Housing chief Anthony Cheung warns of risk of property bubble
Secretary for housing warns people not to rush into buying flats as the risk of a bubble is rising, and he promises to study needs of young
Housing chief Anthony Cheung Bing-leung has warned people not to rush into buying flats, saying Hong Kong's property market is in a "strange and worrying" state.
Cheung, the secretary for transport and housing, said it was unusual for property prices to keep rising while the economy was not booming, and he warned that the risk of a bubble was increasing.
"Property prices are rising consistently, while our economic performance remains fragile, so from an economic point of view many academics are warning about an increasing risk of a bubble,'' Cheung told RTHK yesterday.
Data released by the Rating and Valuation Department showed the overall price index of private flats hit its highest point, 210.6, in August, a 2.1 per cent increase on July.

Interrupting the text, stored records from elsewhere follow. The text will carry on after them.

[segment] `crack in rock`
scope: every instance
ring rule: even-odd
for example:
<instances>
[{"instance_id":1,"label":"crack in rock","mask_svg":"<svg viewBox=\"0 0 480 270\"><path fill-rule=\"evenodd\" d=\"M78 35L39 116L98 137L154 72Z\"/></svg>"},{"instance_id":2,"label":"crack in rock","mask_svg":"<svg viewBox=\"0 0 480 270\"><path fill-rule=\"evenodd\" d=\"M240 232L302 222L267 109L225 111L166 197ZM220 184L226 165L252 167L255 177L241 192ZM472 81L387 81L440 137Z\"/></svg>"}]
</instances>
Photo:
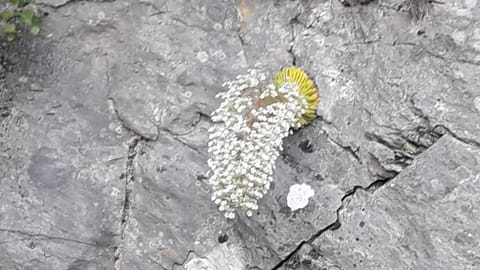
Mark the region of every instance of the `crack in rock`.
<instances>
[{"instance_id":1,"label":"crack in rock","mask_svg":"<svg viewBox=\"0 0 480 270\"><path fill-rule=\"evenodd\" d=\"M325 132L325 135L327 136L328 140L330 142L332 142L333 144L335 144L336 146L342 148L343 150L345 150L348 154L350 154L360 165L363 165L363 162L362 160L360 159L360 157L358 156L357 152L358 152L358 149L359 147L357 147L357 149L353 149L350 145L343 145L337 141L335 141L334 139L330 138L330 135Z\"/></svg>"},{"instance_id":2,"label":"crack in rock","mask_svg":"<svg viewBox=\"0 0 480 270\"><path fill-rule=\"evenodd\" d=\"M460 142L463 142L465 144L480 148L480 142L478 142L474 139L469 139L469 138L464 138L464 137L458 136L456 133L454 133L453 131L451 131L449 128L447 128L444 125L437 125L437 127L440 127L442 129L444 129L445 132L447 132L450 136L452 136L453 138L455 138L456 140L458 140Z\"/></svg>"},{"instance_id":3,"label":"crack in rock","mask_svg":"<svg viewBox=\"0 0 480 270\"><path fill-rule=\"evenodd\" d=\"M198 254L195 252L195 250L189 250L189 251L187 252L187 254L185 255L185 258L184 258L181 262L179 262L179 263L174 262L174 263L173 263L173 266L172 266L172 268L171 268L170 270L175 270L175 266L184 266L185 263L187 263L188 259L190 258L190 256L191 256L192 254L194 254L195 256L197 256L197 258L208 260L206 257L202 257L202 256L198 255Z\"/></svg>"},{"instance_id":4,"label":"crack in rock","mask_svg":"<svg viewBox=\"0 0 480 270\"><path fill-rule=\"evenodd\" d=\"M150 13L150 16L162 15L169 12L169 10L166 7L160 7L160 4L157 4L152 0L142 0L139 3L141 5L150 7L153 10L153 12Z\"/></svg>"},{"instance_id":5,"label":"crack in rock","mask_svg":"<svg viewBox=\"0 0 480 270\"><path fill-rule=\"evenodd\" d=\"M435 127L438 127L440 125L437 125ZM445 128L447 131L448 129ZM435 130L435 128L433 128L433 130ZM475 145L475 146L479 146L480 147L480 144L477 144L478 142L471 142L470 140L467 140L467 139L463 139L463 138L458 138L456 137L455 134L453 134L452 132L448 132L452 135L452 137L464 142L464 143L467 143L467 144L470 144L470 145ZM438 137L436 137L436 140L435 142L433 142L431 145L429 145L428 147L426 147L424 150L430 148L433 144L436 143L436 141L438 139L440 139L445 133L444 132L439 132L438 133ZM335 143L337 144L337 143ZM337 144L339 145L339 144ZM339 145L340 147L342 147L343 149L345 149L345 147ZM348 149L345 149L346 151L348 151ZM352 150L352 149L350 149ZM423 152L421 151L421 152ZM421 153L420 152L420 153ZM420 153L417 153L420 154ZM413 160L414 158L412 158ZM410 163L411 164L411 163ZM408 164L408 165L410 165ZM406 167L408 167L405 166ZM380 178L380 179L377 179L375 181L373 181L371 184L369 184L367 187L363 187L363 186L354 186L351 190L347 191L345 193L345 195L342 197L341 199L341 205L340 207L336 210L336 220L335 222L327 225L326 227L324 228L321 228L319 231L317 231L315 234L313 234L312 236L310 236L310 238L308 238L307 240L303 240L302 242L300 242L300 244L290 253L288 254L284 259L282 259L277 265L275 265L272 270L277 270L277 269L280 269L282 266L284 266L293 256L295 256L300 250L301 248L305 245L305 244L312 244L313 241L315 241L315 239L317 239L318 237L320 237L323 233L325 233L326 231L335 231L337 229L339 229L342 224L341 224L341 221L340 221L340 212L343 210L344 208L344 202L346 199L348 199L349 197L353 196L358 190L363 190L363 191L367 191L367 192L370 192L370 193L374 193L375 191L377 191L380 187L382 187L383 185L389 183L390 181L392 181L393 179L395 179L395 177L401 172L401 171L389 171L391 174L389 177L383 177L383 178Z\"/></svg>"},{"instance_id":6,"label":"crack in rock","mask_svg":"<svg viewBox=\"0 0 480 270\"><path fill-rule=\"evenodd\" d=\"M110 3L110 2L115 2L115 0L40 0L40 1L37 1L37 4L39 6L49 7L53 9L60 9L60 8L69 6L71 4L81 3L81 2Z\"/></svg>"},{"instance_id":7,"label":"crack in rock","mask_svg":"<svg viewBox=\"0 0 480 270\"><path fill-rule=\"evenodd\" d=\"M395 175L397 176L398 173ZM320 229L319 231L317 231L315 234L313 234L309 239L307 240L304 240L302 242L300 242L300 244L290 253L288 254L284 259L282 259L277 265L275 265L272 270L277 270L277 269L280 269L285 263L287 263L293 256L295 256L299 251L300 249L305 245L305 244L312 244L313 241L315 241L315 239L317 239L318 237L320 237L323 233L325 233L326 231L335 231L335 230L338 230L342 224L340 222L340 212L343 210L344 208L344 201L346 199L348 199L349 197L353 196L355 194L355 192L357 192L357 190L361 189L361 190L364 190L364 191L368 191L368 192L375 192L378 188L382 187L383 185L387 184L388 182L390 182L391 180L393 180L395 178L395 176L391 177L391 178L387 178L387 179L381 179L381 180L376 180L374 181L373 183L371 183L370 185L368 185L367 187L362 187L362 186L355 186L353 189L351 189L350 191L346 192L345 195L342 197L341 199L341 205L340 207L336 210L336 215L337 215L337 219L335 220L335 222L327 225L326 227Z\"/></svg>"},{"instance_id":8,"label":"crack in rock","mask_svg":"<svg viewBox=\"0 0 480 270\"><path fill-rule=\"evenodd\" d=\"M117 117L118 121L120 121L120 123L122 123L123 128L125 128L129 132L133 133L134 135L140 137L144 141L156 141L158 139L158 126L155 126L155 128L156 128L155 133L156 134L151 134L151 135L144 134L144 132L142 132L142 131L138 130L137 128L133 127L132 124L129 123L129 121L126 120L121 115L121 113L118 111L118 106L117 106L117 102L115 101L115 99L110 97L110 98L108 98L108 101L110 102L111 107L113 109L113 112L115 113L115 116Z\"/></svg>"},{"instance_id":9,"label":"crack in rock","mask_svg":"<svg viewBox=\"0 0 480 270\"><path fill-rule=\"evenodd\" d=\"M93 242L87 242L87 241L68 238L68 237L52 236L52 235L47 235L47 234L43 234L43 233L33 233L33 232L26 232L26 231L6 229L6 228L0 228L0 232L7 232L7 233L11 233L11 234L28 236L29 238L44 238L44 239L48 239L48 240L61 240L61 241L67 241L67 242L82 244L82 245L96 246L96 244L93 243ZM6 243L6 242L0 242L0 244L1 243Z\"/></svg>"},{"instance_id":10,"label":"crack in rock","mask_svg":"<svg viewBox=\"0 0 480 270\"><path fill-rule=\"evenodd\" d=\"M291 20L290 20L290 32L291 32L291 40L290 40L290 47L288 48L287 52L290 54L290 56L292 56L292 66L296 66L297 65L297 56L295 55L295 52L293 51L294 47L295 47L295 42L296 42L296 38L297 36L295 35L295 24L299 24L298 22L298 17L301 15L302 13L297 13Z\"/></svg>"},{"instance_id":11,"label":"crack in rock","mask_svg":"<svg viewBox=\"0 0 480 270\"><path fill-rule=\"evenodd\" d=\"M198 149L196 146L193 146L191 144L188 144L187 142L185 142L184 140L180 139L179 136L182 136L182 135L179 135L179 134L176 134L175 132L167 129L167 128L164 128L164 129L160 129L160 131L165 135L169 135L171 138L173 138L175 141L181 143L182 145L190 148L191 150L197 152L198 154L200 155L204 155L205 153L202 153L202 151L200 151L200 149Z\"/></svg>"},{"instance_id":12,"label":"crack in rock","mask_svg":"<svg viewBox=\"0 0 480 270\"><path fill-rule=\"evenodd\" d=\"M137 155L137 146L143 139L135 136L132 137L128 144L127 162L125 164L125 171L120 176L120 179L125 179L125 195L123 198L122 217L120 220L120 244L114 251L114 269L121 269L120 264L123 256L123 247L125 242L125 232L128 227L128 221L130 219L130 213L132 209L131 205L131 193L133 191L133 184L135 182L133 161Z\"/></svg>"}]
</instances>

Responding to an RTHK caller who accused the government of not seeing the problem, Cheung said: "We believe it is a very worrying matter. We are now in a very strange situation where property prices are rising. Even rents have risen beyond the level of 1997. I think it is difficult to say whether property prices are right or not, and whether people should enter the market. But as I have said before, do not panic [and rush to buy new flats], but instead consider your capability and actual need."
Financial Secretary John Tsang Chun-wah said the government had introduced several measures in the past few years to stabilise the housing market, and the supply in the near future should not be a problem. He said the government had not seen an impact on the city from the third round of quantitative easing in the United States, but it "was always prepared".
Cheung admitted that because of rising property prices there was a growing need among single young people for public housing, and pledged that the administration would focus on easing the housing needs for this group and those in their 40s.
"There are more than 200,000 people waiting for public housing units, of whom nearly half are single people [below 65], and many are under 30 years old," Cheung said.
Cheung, who will chair the government's Long-Term Housing Strategy Steering Committee, due to meet for the first time tomorrow, said the committee would take into account the needs of young singles as well as those in their 40s. The committee would consider plans to increase land and housing supply, including turning industrial buildings into homes for single people.